Edinburgh's Radical Bookshop
Basket

What We're Reading: Feb 2023

Artemis

View Linked Books

Welcome! You've reached the place where we, on a monthly basis, gather up what the Lighthouse team are currently reading. You can check out round-ups from previous months amongst our Read Think Act posts.

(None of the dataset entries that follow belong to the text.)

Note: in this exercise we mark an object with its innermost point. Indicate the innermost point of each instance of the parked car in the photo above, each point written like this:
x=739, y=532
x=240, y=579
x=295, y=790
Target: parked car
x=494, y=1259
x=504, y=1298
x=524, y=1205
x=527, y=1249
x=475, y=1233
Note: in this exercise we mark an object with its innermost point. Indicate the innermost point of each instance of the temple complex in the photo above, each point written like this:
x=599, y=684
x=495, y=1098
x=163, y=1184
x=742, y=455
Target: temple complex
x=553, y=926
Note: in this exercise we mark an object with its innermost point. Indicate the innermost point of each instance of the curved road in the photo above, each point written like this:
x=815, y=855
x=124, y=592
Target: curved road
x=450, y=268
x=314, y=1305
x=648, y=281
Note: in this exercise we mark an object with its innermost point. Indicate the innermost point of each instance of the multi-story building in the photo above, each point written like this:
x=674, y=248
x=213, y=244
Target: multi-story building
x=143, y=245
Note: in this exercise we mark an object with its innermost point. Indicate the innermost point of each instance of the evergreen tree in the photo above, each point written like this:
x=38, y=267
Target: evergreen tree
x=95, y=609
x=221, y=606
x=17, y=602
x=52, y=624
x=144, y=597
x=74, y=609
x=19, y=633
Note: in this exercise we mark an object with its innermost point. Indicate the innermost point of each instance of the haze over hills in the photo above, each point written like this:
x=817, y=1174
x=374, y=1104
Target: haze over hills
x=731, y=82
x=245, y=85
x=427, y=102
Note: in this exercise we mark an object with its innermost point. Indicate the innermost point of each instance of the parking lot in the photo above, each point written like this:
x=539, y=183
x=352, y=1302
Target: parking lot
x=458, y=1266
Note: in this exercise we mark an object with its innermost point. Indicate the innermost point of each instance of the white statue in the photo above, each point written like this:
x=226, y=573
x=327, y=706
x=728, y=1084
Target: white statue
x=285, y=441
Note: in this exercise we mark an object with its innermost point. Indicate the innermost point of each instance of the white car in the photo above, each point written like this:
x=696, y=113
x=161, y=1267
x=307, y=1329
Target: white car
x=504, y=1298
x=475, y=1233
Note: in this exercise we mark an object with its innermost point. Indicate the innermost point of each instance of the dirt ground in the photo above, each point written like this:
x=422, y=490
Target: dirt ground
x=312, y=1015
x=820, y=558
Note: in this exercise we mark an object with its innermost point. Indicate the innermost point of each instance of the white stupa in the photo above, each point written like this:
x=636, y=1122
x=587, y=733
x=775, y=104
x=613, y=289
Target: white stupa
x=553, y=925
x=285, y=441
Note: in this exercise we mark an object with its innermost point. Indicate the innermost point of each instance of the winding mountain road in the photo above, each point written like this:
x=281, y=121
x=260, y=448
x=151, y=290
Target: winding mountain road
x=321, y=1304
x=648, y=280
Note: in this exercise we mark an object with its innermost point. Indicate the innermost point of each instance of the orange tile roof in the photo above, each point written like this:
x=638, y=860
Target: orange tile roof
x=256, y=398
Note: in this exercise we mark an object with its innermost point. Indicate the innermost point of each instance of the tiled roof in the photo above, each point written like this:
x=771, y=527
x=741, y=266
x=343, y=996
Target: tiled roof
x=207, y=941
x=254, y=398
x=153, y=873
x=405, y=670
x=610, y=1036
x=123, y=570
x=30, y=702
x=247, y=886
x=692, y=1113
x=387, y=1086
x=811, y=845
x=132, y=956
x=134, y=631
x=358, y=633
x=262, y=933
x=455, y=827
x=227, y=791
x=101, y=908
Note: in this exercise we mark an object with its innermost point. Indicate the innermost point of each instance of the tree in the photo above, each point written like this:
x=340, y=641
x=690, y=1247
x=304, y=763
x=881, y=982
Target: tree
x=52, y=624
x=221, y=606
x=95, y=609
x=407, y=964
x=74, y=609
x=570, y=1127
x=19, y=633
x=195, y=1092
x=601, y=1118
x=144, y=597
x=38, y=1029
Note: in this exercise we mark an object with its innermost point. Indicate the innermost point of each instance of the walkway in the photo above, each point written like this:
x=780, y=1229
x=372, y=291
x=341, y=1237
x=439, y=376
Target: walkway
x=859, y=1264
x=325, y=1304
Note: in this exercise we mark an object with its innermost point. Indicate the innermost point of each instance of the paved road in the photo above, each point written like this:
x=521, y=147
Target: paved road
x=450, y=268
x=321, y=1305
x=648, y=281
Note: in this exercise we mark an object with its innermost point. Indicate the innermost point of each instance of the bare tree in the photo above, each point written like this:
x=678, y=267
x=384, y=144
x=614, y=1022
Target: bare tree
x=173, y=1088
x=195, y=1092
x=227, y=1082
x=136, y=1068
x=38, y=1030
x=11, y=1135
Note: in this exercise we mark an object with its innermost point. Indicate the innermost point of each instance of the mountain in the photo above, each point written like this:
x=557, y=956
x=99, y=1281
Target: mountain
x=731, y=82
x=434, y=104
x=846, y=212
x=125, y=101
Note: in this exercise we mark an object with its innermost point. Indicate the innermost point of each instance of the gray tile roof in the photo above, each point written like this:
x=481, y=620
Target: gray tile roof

February may be a short month, but the team have come across quite a few gems already - cyberpunk about found families fighting aliens as well as a memoir about memory and astronomy.

Jess

Voyager by Nona Fernandez. A short, vertiginous memoir with two starting points: twenty-six stars renamed after twenty-six victims of the Caravan of Death during Chile's dictatorship, and the neurological illness of the author's mother. It's full of curiosity about astronomy, the makings of history and memory: all the big questions magically handled in a small space.

Jim

I Am the Law by Michael Molcher

Noor

Maybe You Should Talk to Someone by Lori Gottlieb. A really honest, earnest, funny, and compassionate book about what happens inside and outside the therapy room

The Oleander Sword by Tasha Suri. The sequel to the Jasmine Throne. I JUST WANT MY GIRLS TO BE SAFE AND HAPPY AND IN LOVE OKAY???

Lindsay

Alien: Inferno's Fall by Philippa Ballantine and Clara Carija. A found family of queer trans refugees fighting aliens, it also raises some smart cyberpunk questions about identity and joins the old & new movies together in a fun way.

Rachel

Sistersong by Lucy Holland. A beautiful, captivating retelling of an old English folk ballad. Magic, trans representation, and folk songs- I have been utterly engaged and transported.

Christina

Such a Fun Age by Kiley Reid, A compulsively readable novel about race, class, and feminism in the United States today. The Boy With Flowers in His Hair by Jarvis

Mairi

A Love Story for Bewildered Girls by Emma Morgan is funny and thoughtful, a little book of intricately drawn women.